Students Use Summer Opportunity to Get Ahead

Photo: Students play indoor soccer on a rainy day

Students play indoor soccer on a rainy day

Sweat Equity - HS Students Use Summer School to Muscle Space into their Schedules
This summer, Greta, a soon-to-be junior, has spent two hours a day, four days a week learning about physical fitness – how to use the weight room and how to build an exercise regimen. 

Her plan is that by spending this summer lifting weights and speeding around the high school track, she can muscle the Physiology and Anatomy class into her schedule when school starts in September.

Summer School for elementary and middle school students is about enrichment and skill building, but for senior high students, it’s mostly about credit recovery – retaking classes for passing or better grades so a student can stay on track to graduate. 

Greta, though, took advantage of the opportunity to satisfy her physical education requirement during Summer School to free up her academic schedule for the fall – something Assistant Principal Jason Termaat hopes becomes more popular in the future. 
“We’re offering a little more every year,” he said. 

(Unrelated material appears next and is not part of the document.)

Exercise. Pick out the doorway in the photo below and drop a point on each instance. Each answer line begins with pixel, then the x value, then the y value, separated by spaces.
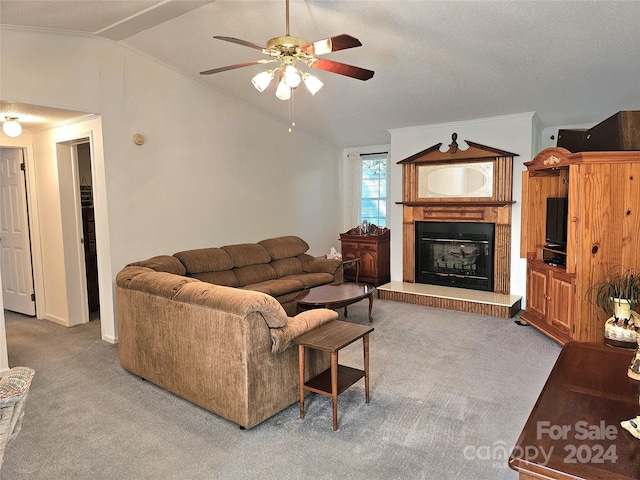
pixel 83 154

Health classes were also offered this summer, as was Planning your Future – a resume and job-searching skills class. Both of those are also required credits. 

“For us it means the (regular year) class sizes can be smaller,” Termaat said, and students who want to take additional music, art or Advanced Placement classes have the ability to fit them into their schedules.

Daylan, a soon-to-be senior, is in the summer physical education class, too, but for another reason. He likes the idea of getting the required credits done during the intensive summer program instead of having the class spread out throughout the year.

“It’s six weeks in summer school, 18 in regular school,” he said. The summer program also means smaller classes, less social pressure, and he’s also avoiding the time crunch during the regular year of trips to lockers, changing rooms, and his next class before the bell. 
“It’s nice knowing I don’t have to take it during the school year,” he said.